Ken Matthys shares his love of shells with a friend shortly before his death in Oregon on May 12.
Ken Matthys shares his love of shells with a friend shortly before his death in Oregon on May 12.

Kenneth Charles Matthys, 81, longtime winter resident on Sanibel and Fort Myers passed away peacefully, surrounded by his family at his home in King City, Ore., on May 12, 2016.

Ken was born Nov. 22, 1935 to Charles and Marguerite Matthys in Fargo, N.D. He grew up on the family farm southwest of Fargo and took over running the farm at age 19 when his father died.
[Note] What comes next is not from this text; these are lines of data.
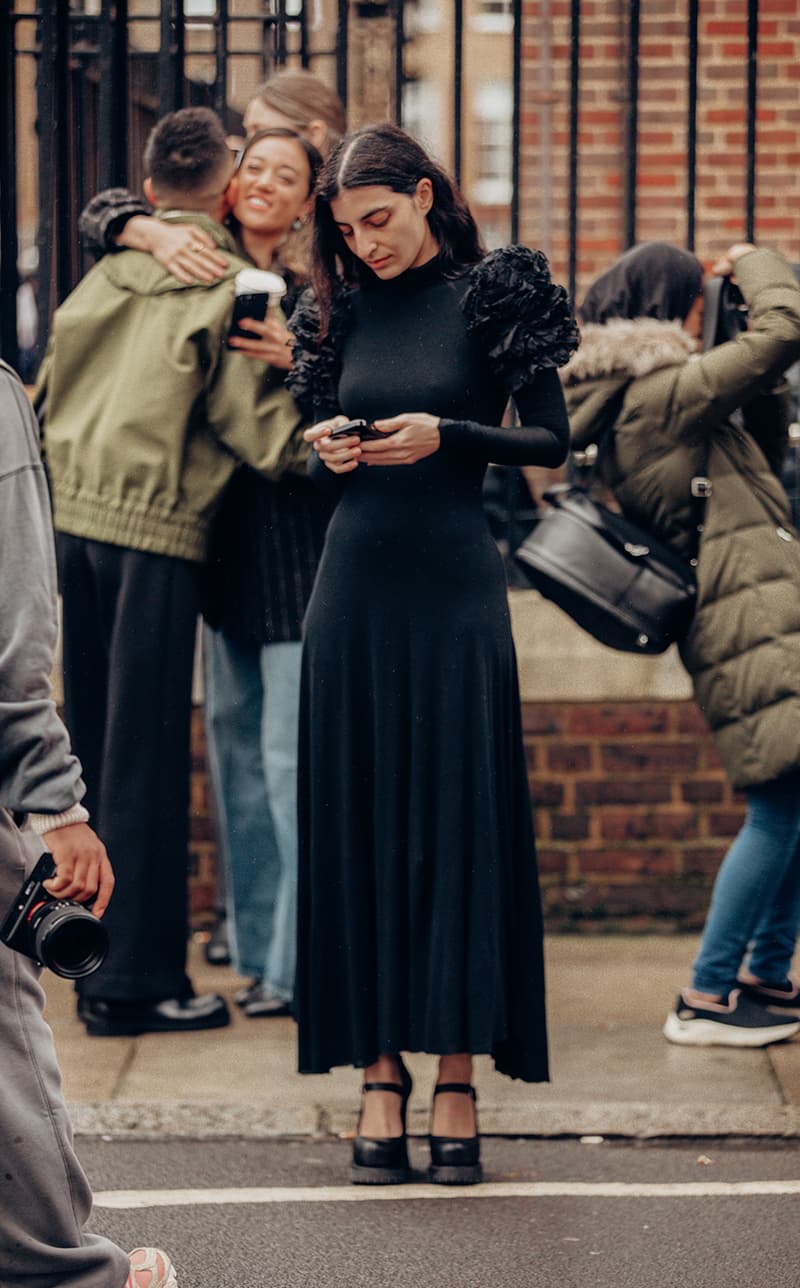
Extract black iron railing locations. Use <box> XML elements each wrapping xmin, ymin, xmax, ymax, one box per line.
<box><xmin>0</xmin><ymin>0</ymin><xmax>772</xmax><ymax>381</ymax></box>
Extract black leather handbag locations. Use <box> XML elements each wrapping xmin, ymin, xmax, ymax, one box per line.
<box><xmin>514</xmin><ymin>477</ymin><xmax>710</xmax><ymax>653</ymax></box>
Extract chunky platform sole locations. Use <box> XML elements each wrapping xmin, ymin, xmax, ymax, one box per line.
<box><xmin>663</xmin><ymin>1011</ymin><xmax>800</xmax><ymax>1047</ymax></box>
<box><xmin>428</xmin><ymin>1163</ymin><xmax>483</xmax><ymax>1185</ymax></box>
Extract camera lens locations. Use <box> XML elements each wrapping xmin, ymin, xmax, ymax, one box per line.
<box><xmin>31</xmin><ymin>899</ymin><xmax>108</xmax><ymax>979</ymax></box>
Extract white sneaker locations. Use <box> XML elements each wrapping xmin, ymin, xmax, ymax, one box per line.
<box><xmin>125</xmin><ymin>1248</ymin><xmax>178</xmax><ymax>1288</ymax></box>
<box><xmin>663</xmin><ymin>988</ymin><xmax>800</xmax><ymax>1047</ymax></box>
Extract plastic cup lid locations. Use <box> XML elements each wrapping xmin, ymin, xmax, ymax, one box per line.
<box><xmin>236</xmin><ymin>268</ymin><xmax>286</xmax><ymax>299</ymax></box>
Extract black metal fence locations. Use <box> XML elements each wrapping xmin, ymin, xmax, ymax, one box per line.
<box><xmin>0</xmin><ymin>0</ymin><xmax>759</xmax><ymax>374</ymax></box>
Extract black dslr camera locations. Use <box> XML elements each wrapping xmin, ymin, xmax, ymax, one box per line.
<box><xmin>703</xmin><ymin>277</ymin><xmax>747</xmax><ymax>352</ymax></box>
<box><xmin>0</xmin><ymin>854</ymin><xmax>108</xmax><ymax>979</ymax></box>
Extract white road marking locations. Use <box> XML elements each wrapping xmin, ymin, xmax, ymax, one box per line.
<box><xmin>94</xmin><ymin>1181</ymin><xmax>800</xmax><ymax>1208</ymax></box>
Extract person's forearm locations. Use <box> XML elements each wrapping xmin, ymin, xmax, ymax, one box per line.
<box><xmin>115</xmin><ymin>215</ymin><xmax>158</xmax><ymax>255</ymax></box>
<box><xmin>439</xmin><ymin>370</ymin><xmax>569</xmax><ymax>469</ymax></box>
Ken and his wife Joyce moved to Keizer, Ore., with their five children in 1963. He worked for the Willamette Industries Albany Paper Mill for 30 years. However, he was best known by Keizer residents as a Marion County Deputy Sheriff. Ken joined the Marion County Sheriff Reserve Program in 1968 and in 1970 was authorized to operate a patrol vehicle alone, taking weekly assignments as a relief officer. He rose to the rank of Captain and under his guidance the Reserve Program grew to 79 officers. He often said that the Paper Mill paid the bills, but he got his job satisfaction from the 14 years he worked as a deputy.

Ken was an avid fisherman and hunter. After retiring, his search for fish and game changed to a search for seashells, a hobby that began after a chance visit to Sanibel in 1989. When he retired in 1993, there was no question as to where he and Joyce would spend their winters. They both quickly got involved with shell-related activities on the island. Ken was one of the original volunteers at the Bailey-Matthews Shell Museum. During the annual Shell Festival, the Shell Tent became his home away from home. He enjoyed the interaction with Sanibel visitors, especially the children who usually left the tent with a free shell in their pocket. Ken and Joyce began sharing their enthusiasm for the hobby of shell collecting on a higher level when they began working with the Road Scholar adult education tours that visit Sanibel. Ken was a member of the Sanibel-Captiva Shell Club and an avid competitor in the Sanibel Shell Shows.

Ken is survived by his wife of 59 years, Joyce; his five children, eight grandchildren, one great-grandchild and his sister Maxine Matthys of Fargo.

A memorial service will be held on Saturday, July 23, 2016 at 11:00 a.m. at the Keizer Elks Lodge, Keizer, Ore. His ashes will be buried at the Mountain View Cemetery in Oregon City. When it was learned that there were no restrictions as to the burial container that could be used for his ashes, the choice was an obvious one – a large Florida horse conch, one of his favorite shells.